1..Onderzoek op de terechtzitting

Gelet is op het onderzoek op de terechtzitting van 21 september 2020.

2..Tenlastelegging

Aan de verdachte is ten laste gelegd hetgeen is vermeld in de dagvaarding. De tekst van de tenlastelegging is als bijlage I aan dit vonnis gehecht.

3..Eis officier van justitie

De officier van justitie mr. M. Blom heeft gevorderd:
  • bewezenverklaring van het ten laste gelegde feit, met uitzondering van het behulpzaam zijn bij het zich verschaffen van toegang tot Nederland. Tevens vordert de officier van justitie vrijspraak voor het deel van de tenlastelegging dat ziet op het uit winstbejag behulpzaam zijn bij het zich verschaffen van verblijf;
  • veroordeling van de verdachte tot een gevangenisstraf voor de duur van 9 maanden met aftrek van voorarrest.

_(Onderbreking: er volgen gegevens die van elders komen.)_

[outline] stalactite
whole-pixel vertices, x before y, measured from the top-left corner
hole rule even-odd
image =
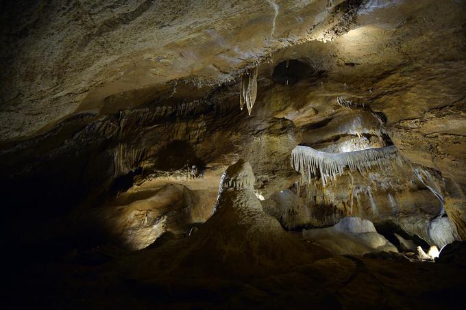
[[[240,107],[244,107],[245,103],[247,112],[251,115],[252,107],[257,96],[257,67],[246,72],[241,77],[241,90],[240,93]]]
[[[137,168],[144,152],[143,149],[128,148],[124,144],[119,144],[113,153],[114,175],[125,175]]]
[[[291,153],[291,166],[301,173],[303,181],[309,183],[317,169],[325,186],[328,178],[335,180],[341,175],[347,166],[352,171],[360,173],[376,166],[381,169],[393,163],[402,165],[403,158],[395,146],[341,153],[328,153],[303,146],[296,146]]]

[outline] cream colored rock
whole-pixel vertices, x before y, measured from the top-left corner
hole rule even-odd
[[[377,233],[372,222],[357,217],[345,218],[332,227],[305,230],[302,233],[306,239],[335,255],[398,252],[395,246]]]
[[[466,201],[447,197],[445,211],[454,227],[455,237],[458,240],[466,240]]]
[[[413,240],[404,239],[403,237],[400,236],[397,233],[394,233],[395,237],[400,242],[400,244],[402,248],[404,248],[405,250],[415,251],[417,246],[415,244]]]

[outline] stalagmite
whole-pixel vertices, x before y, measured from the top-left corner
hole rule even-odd
[[[335,180],[337,175],[341,175],[347,166],[351,171],[357,170],[363,173],[372,166],[384,169],[393,163],[402,165],[404,160],[393,145],[336,154],[299,145],[291,153],[291,166],[301,173],[303,181],[307,184],[311,182],[312,175],[319,169],[324,186],[329,177]]]
[[[256,102],[257,96],[257,67],[247,71],[241,78],[241,90],[240,92],[240,106],[241,109],[245,103],[247,112],[251,115],[252,107]]]

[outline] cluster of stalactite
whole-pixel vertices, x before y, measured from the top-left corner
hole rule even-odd
[[[360,173],[373,166],[387,169],[393,164],[402,165],[403,158],[395,146],[341,153],[321,152],[308,146],[297,146],[291,153],[291,166],[301,173],[305,183],[312,181],[317,170],[325,186],[329,179],[335,180],[345,167]]]
[[[240,92],[240,107],[241,109],[246,103],[247,112],[251,115],[252,107],[257,96],[257,67],[247,70],[241,77],[241,90]]]

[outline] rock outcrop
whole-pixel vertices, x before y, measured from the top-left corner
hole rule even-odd
[[[305,230],[302,233],[313,244],[337,255],[398,252],[377,233],[372,222],[357,217],[345,218],[332,227]]]

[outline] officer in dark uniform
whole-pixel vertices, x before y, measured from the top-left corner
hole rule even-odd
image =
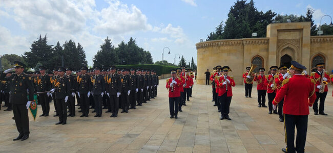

4..Waardering van het bewijs

4.1.
Bewijswaardering
Op 12 september 2017 ontving de Koninklijke Marechaussee bericht van de autoriteiten in het Verenigd Koninkrijk dat er vier personen waren teruggestuurd uit Harwich nadat zij op 10 september 2017 met de ferry uit Hoek van Holland waren vertrokken. In Harwich was ontdekt dat drie van de vier personen gebruik hadden gemaakt van vervalste paspoorten. De vierde persoon, de verdachte, was geweigerd omdat hij hen vermoedelijk had geholpen.
De vier personen zijn bij terugkomst in Nedeland aangehouden. Door de marechaussee is vastgesteld dat de drie vreemdelingen gebruik maakten van vervalste Roemeense paspoorten. De verdachte is aangehouden op verdenking van betrokkenheid bij mensensmokkel.
Verklaring verdachte
De verdachte ontkent dat hij zich schuldig zou hebben gemaakt aan mensensmokkel.
Bij de politie heeft hij verklaard dat hij in Frankrijk woont en dat hij het plan had opgevat om een vriend te bezoeken die in Aberdeen, Schotland woont. Voor vertrek had hij gekeken naar de vertrektijden van de veerboten. Omdat hij te laat was om de boot in Zeebrugge, België te halen, is hij op goed geluk doorgereden naar Hoek van Holland.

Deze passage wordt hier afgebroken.